Factors beyond the Psoriasis Area and Severity Index (PASI) contribute to disease severity in psoriasis and potentially affect treatment responses.

Objective

This subset analysis of data from two phase 3 clinical studies assessed baseline parameters in patients with different degrees of psoriasis severity in order to determine treatment responses to ixekizumab and safety outcomes.

Methods

This study used integrated data from the UNCOVER-2 and -3 trials involving 2709 patients with chronic plaque psoriasis to assess the efficacy and safety of ixekizumab in three subgroups of patients, defined by PASI > 15 (group 1), PASI > 15 and history of ≥3 non-biologic systemic therapies (group 2), or PASI = 12-15 (group 3).

Results

In groups 1 and 2, additional baseline features were identified that could influence treatment responses, including age at disease onset, Dermatology Life Quality Index, and work productivity. Irrespective of subgroup, ixekizumab demonstrated high PASI responses at weeks 12 and 60, which were evident as early as week 2. Adverse events did not differ across subgroups.

Conclusion

Our data support the efficacy, early onset of action, and maintained response of ixekizumab as observed in previous trials, and highlight the complexity of comprehensively defining disease severity in psoriasis.

Introduction

Ixekizumab is a high-affinity monoclonal antibody that selectively targets interleukin-17A (IL-17A), a member of the proinflammatory IL-17 cytokine family critically involved in the pathogenesis of psoriasis and other immune-mediated diseases [Citation1].

In clinical studies, ixekizumab has been shown to be effective in patients with moderate-to-severe chronic plaque psoriasis, demonstrating rapid clinical improvements and a favorable safety profile when compared with placebo [Citation2–5], and in head-to-head studies versus etanercept [Citation2], methotrexate, fumaric acid esters [Citation6], the IL-12/23 inhibitor ustekinumab [Citation7], or the IL-23 inhibitor guselkumab [Citation8]. In phase 3 randomized studies, ixekizumab has been shown to be effective through 60 [Citation9], 108 [Citation10], 156 [Citation11], and 204 [Citation12] weeks of treatment.

Despite a growing understanding of the pathophysiology, impact, and nature of psoriasis, a comprehensive definition of disease severity for chronic plaque psoriasis is still missing.

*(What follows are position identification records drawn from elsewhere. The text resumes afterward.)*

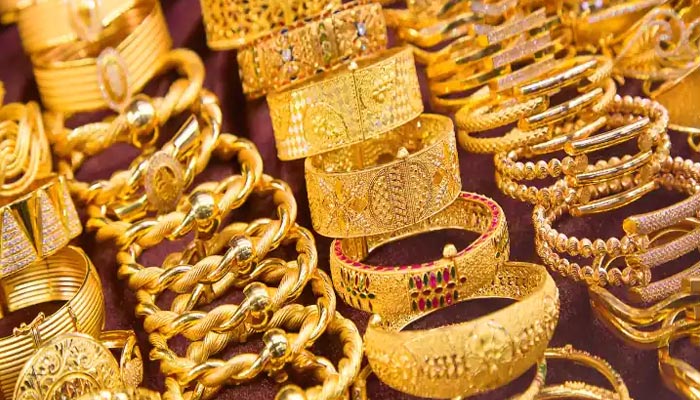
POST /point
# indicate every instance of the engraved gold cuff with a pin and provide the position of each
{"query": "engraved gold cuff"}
(66, 276)
(475, 356)
(232, 24)
(387, 183)
(51, 23)
(346, 106)
(301, 50)
(399, 292)
(80, 76)
(75, 363)
(37, 225)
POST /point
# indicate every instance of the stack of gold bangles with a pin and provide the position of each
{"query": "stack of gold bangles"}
(243, 298)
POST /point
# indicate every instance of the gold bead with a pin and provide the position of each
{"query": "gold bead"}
(291, 392)
(277, 344)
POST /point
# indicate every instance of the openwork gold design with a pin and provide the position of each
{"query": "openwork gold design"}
(387, 183)
(231, 24)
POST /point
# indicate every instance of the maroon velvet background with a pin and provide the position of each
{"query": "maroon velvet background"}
(577, 325)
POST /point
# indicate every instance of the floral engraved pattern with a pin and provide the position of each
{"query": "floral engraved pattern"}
(68, 366)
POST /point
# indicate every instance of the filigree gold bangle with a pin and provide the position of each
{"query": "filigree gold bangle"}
(359, 389)
(72, 364)
(475, 356)
(385, 184)
(232, 24)
(66, 276)
(301, 50)
(78, 76)
(346, 106)
(37, 225)
(27, 156)
(46, 24)
(399, 292)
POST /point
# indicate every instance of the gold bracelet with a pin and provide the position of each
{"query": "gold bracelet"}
(602, 22)
(675, 95)
(27, 156)
(359, 389)
(69, 22)
(471, 357)
(66, 276)
(300, 51)
(640, 327)
(399, 292)
(124, 393)
(73, 364)
(80, 76)
(346, 106)
(569, 389)
(528, 104)
(232, 24)
(384, 184)
(37, 225)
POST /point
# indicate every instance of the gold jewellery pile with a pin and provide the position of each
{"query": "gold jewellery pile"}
(539, 77)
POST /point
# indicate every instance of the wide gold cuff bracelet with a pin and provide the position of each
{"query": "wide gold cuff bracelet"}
(385, 184)
(398, 292)
(346, 106)
(67, 276)
(75, 363)
(51, 23)
(471, 357)
(232, 24)
(302, 50)
(81, 76)
(37, 225)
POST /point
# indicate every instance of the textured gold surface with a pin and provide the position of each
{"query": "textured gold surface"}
(346, 106)
(387, 183)
(397, 292)
(304, 49)
(471, 357)
(232, 24)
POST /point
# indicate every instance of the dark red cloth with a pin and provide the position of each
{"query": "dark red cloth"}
(577, 324)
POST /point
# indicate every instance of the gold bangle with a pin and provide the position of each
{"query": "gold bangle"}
(69, 22)
(37, 225)
(302, 50)
(356, 192)
(346, 106)
(475, 356)
(359, 388)
(399, 292)
(124, 393)
(232, 24)
(675, 95)
(678, 375)
(77, 77)
(27, 156)
(582, 390)
(527, 103)
(603, 22)
(72, 364)
(66, 276)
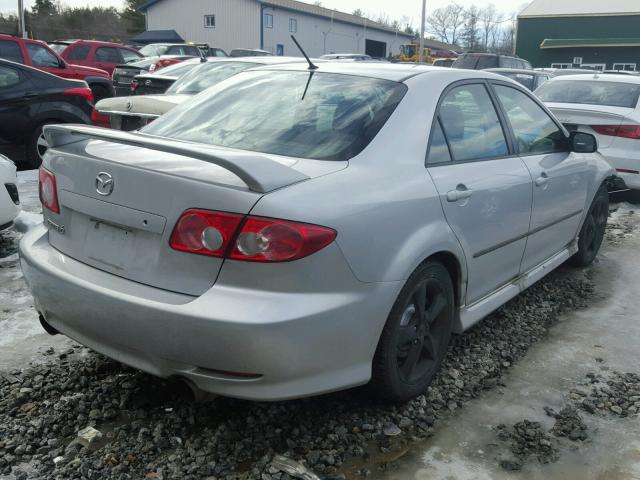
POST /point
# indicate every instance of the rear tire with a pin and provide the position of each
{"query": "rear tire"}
(416, 336)
(592, 231)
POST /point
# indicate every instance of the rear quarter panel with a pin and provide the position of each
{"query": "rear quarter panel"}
(384, 205)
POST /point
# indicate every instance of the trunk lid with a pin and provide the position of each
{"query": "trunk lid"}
(582, 117)
(126, 232)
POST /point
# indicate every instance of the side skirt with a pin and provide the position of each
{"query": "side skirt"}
(472, 314)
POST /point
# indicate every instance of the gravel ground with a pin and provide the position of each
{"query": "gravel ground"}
(150, 428)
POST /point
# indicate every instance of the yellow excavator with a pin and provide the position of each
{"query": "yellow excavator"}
(409, 53)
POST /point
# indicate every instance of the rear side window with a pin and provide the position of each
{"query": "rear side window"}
(471, 124)
(438, 150)
(10, 50)
(107, 55)
(42, 57)
(9, 77)
(534, 130)
(81, 52)
(590, 92)
(318, 115)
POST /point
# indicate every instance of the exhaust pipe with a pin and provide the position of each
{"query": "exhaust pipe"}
(47, 328)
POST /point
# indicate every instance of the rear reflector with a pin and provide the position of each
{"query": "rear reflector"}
(205, 232)
(48, 190)
(626, 170)
(84, 92)
(624, 131)
(272, 240)
(253, 239)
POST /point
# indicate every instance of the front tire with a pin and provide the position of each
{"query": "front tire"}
(416, 336)
(593, 229)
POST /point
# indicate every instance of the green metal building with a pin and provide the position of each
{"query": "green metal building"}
(600, 34)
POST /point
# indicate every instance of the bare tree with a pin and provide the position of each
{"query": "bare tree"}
(446, 23)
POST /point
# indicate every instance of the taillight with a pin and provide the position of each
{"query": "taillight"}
(48, 190)
(256, 239)
(84, 92)
(100, 119)
(272, 240)
(205, 232)
(624, 131)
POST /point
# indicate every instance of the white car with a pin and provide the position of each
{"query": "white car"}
(9, 200)
(606, 106)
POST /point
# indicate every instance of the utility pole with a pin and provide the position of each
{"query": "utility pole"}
(22, 31)
(424, 14)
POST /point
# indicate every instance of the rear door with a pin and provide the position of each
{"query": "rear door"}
(559, 175)
(485, 192)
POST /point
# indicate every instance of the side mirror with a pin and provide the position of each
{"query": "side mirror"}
(583, 142)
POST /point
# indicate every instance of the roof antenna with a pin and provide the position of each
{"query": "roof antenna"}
(311, 65)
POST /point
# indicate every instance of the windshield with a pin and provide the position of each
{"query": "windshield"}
(153, 50)
(206, 75)
(590, 92)
(300, 114)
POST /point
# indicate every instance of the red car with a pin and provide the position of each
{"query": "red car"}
(102, 55)
(38, 55)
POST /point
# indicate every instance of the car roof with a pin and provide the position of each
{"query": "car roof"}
(603, 77)
(397, 72)
(516, 70)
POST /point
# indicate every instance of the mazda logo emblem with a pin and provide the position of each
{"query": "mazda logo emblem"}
(104, 184)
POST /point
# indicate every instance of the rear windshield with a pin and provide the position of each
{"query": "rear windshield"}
(207, 75)
(587, 92)
(300, 114)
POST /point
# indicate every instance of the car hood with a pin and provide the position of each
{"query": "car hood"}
(147, 105)
(90, 71)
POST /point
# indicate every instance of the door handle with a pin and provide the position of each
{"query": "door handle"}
(460, 193)
(542, 180)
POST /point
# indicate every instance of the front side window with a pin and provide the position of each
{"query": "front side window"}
(107, 55)
(534, 130)
(10, 50)
(41, 57)
(209, 21)
(9, 77)
(471, 124)
(317, 115)
(590, 92)
(81, 52)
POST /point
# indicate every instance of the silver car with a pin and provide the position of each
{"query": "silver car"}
(294, 231)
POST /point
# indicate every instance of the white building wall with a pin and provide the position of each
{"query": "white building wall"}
(237, 21)
(318, 35)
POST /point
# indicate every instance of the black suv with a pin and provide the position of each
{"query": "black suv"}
(480, 61)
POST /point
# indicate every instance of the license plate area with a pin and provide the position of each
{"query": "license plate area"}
(109, 244)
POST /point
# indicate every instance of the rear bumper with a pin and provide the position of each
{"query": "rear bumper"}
(297, 344)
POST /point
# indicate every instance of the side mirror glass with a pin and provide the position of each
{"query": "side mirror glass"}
(583, 142)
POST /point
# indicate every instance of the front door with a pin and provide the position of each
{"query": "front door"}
(485, 193)
(559, 176)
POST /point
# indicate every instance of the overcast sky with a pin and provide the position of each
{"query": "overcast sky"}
(395, 9)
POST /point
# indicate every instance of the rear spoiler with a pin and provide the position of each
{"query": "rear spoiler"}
(258, 172)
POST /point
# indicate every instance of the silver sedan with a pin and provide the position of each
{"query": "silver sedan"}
(294, 231)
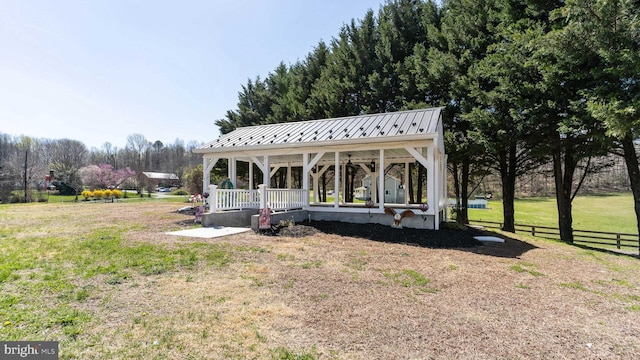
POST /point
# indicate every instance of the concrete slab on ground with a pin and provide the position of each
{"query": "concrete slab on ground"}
(489, 238)
(209, 232)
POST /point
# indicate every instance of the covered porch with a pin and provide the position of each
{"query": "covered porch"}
(342, 150)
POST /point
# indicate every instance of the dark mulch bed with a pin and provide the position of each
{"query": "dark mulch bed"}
(446, 237)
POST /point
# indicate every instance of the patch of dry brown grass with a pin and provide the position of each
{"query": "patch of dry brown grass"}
(351, 298)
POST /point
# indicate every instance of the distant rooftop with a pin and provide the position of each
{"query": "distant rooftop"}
(160, 176)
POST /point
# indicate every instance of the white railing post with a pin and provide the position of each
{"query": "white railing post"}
(213, 198)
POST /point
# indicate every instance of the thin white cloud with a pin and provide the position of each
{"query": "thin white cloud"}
(37, 28)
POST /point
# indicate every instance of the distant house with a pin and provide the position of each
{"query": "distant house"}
(166, 179)
(393, 190)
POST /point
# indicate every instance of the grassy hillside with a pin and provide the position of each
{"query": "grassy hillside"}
(607, 212)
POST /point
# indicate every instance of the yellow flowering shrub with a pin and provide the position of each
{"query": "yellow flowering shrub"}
(86, 194)
(98, 194)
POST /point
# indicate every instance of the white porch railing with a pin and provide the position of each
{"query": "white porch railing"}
(239, 199)
(233, 199)
(285, 199)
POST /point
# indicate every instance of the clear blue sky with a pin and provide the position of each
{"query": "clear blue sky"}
(99, 70)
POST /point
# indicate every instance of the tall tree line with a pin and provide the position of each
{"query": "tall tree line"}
(524, 83)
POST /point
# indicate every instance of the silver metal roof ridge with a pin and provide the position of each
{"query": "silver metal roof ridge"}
(383, 127)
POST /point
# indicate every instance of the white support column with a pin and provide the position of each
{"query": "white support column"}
(343, 183)
(305, 178)
(445, 194)
(232, 171)
(436, 186)
(262, 189)
(213, 198)
(207, 165)
(431, 183)
(381, 180)
(266, 171)
(336, 186)
(250, 175)
(406, 183)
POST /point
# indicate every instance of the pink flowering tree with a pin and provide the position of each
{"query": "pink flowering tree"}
(104, 176)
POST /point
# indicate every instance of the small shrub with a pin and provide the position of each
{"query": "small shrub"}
(116, 193)
(86, 194)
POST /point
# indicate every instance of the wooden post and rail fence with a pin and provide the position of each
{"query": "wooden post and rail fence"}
(606, 240)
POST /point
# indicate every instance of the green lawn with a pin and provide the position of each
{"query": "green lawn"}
(607, 212)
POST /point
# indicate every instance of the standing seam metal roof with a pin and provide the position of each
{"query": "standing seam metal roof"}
(372, 126)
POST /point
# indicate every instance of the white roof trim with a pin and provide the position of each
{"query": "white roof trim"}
(360, 129)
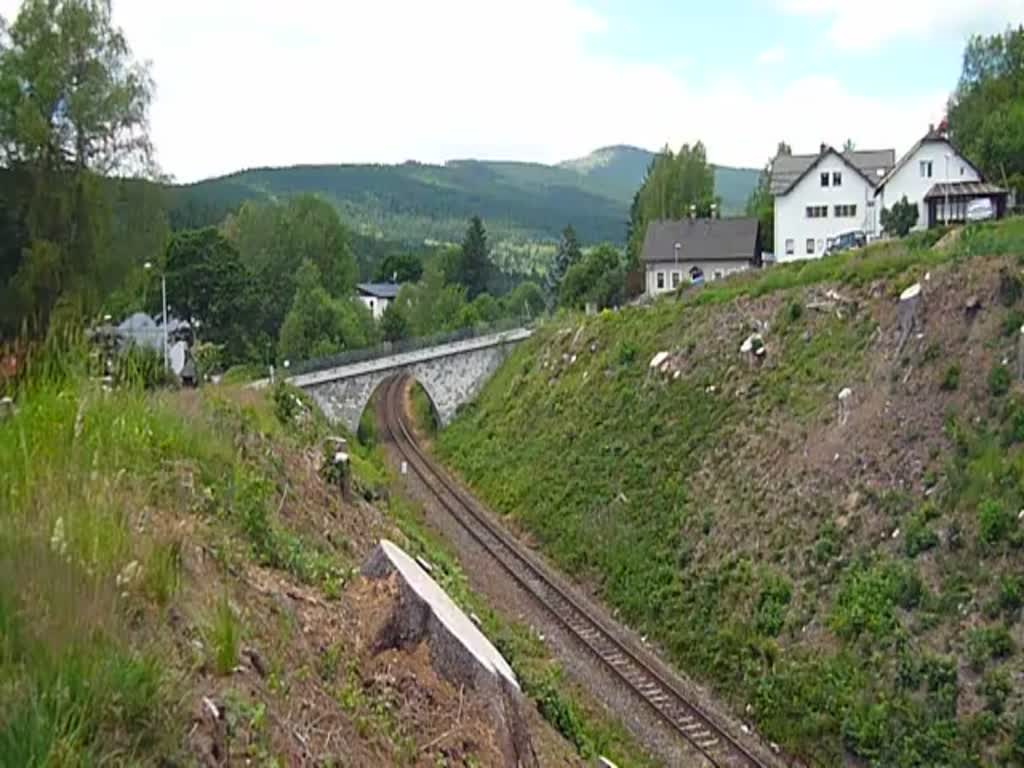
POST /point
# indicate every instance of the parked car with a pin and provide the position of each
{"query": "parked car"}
(980, 210)
(846, 241)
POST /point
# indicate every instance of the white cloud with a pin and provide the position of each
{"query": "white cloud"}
(772, 55)
(245, 83)
(868, 24)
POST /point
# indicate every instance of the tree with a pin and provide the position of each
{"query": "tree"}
(525, 301)
(900, 219)
(394, 324)
(986, 113)
(73, 107)
(320, 325)
(474, 264)
(208, 286)
(568, 253)
(597, 279)
(400, 267)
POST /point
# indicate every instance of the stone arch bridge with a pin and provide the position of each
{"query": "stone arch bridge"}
(452, 374)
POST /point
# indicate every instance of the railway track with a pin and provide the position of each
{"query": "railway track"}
(649, 686)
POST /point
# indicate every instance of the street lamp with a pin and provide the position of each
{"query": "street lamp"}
(163, 292)
(945, 209)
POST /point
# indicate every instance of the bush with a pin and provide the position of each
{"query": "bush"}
(950, 380)
(986, 643)
(995, 521)
(998, 381)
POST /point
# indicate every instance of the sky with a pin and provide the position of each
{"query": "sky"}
(252, 83)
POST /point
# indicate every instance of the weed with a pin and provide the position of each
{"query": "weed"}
(224, 636)
(998, 381)
(950, 379)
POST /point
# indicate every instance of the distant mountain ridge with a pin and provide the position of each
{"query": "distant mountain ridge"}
(417, 202)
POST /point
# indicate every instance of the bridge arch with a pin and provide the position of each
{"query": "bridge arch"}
(452, 375)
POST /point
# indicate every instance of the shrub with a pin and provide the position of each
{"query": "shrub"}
(995, 521)
(950, 380)
(986, 643)
(998, 381)
(995, 688)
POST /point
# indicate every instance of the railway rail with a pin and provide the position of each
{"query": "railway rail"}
(649, 686)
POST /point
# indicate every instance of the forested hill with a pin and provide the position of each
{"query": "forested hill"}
(417, 202)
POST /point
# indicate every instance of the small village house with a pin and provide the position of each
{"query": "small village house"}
(678, 253)
(823, 196)
(377, 296)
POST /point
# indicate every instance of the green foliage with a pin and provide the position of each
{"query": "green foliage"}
(995, 521)
(998, 381)
(901, 218)
(318, 325)
(473, 269)
(675, 183)
(400, 267)
(224, 636)
(598, 279)
(986, 115)
(950, 379)
(987, 643)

Even in the setting of clinical studies with stringent patient inclusion and exclusion criteria, study populations are heterogeneous, with skin disease severity scores ranging from moderate to severe using unified definitions of cutoff values [Citation13]. On the other hand, disease severity is the basis for treatment decisions, and specific parameters have been established to determine the eligibility of patients for reimbursement of biologic treatments. In this context, disease severity is usually defined by specific Psoriasis Area and Severity Index (PASI) score cutoffs [Citation14]. Evaluating the number of previous systemic therapies might be another parameter to assess disease severity in patients with chronic plaque psoriasis. Moreover, patients with severe psoriasis might not only differ in skin disease scores from those with moderate disease but also differ in other respects, including disease duration, onset, and response rates to therapies [Citation15,Citation16].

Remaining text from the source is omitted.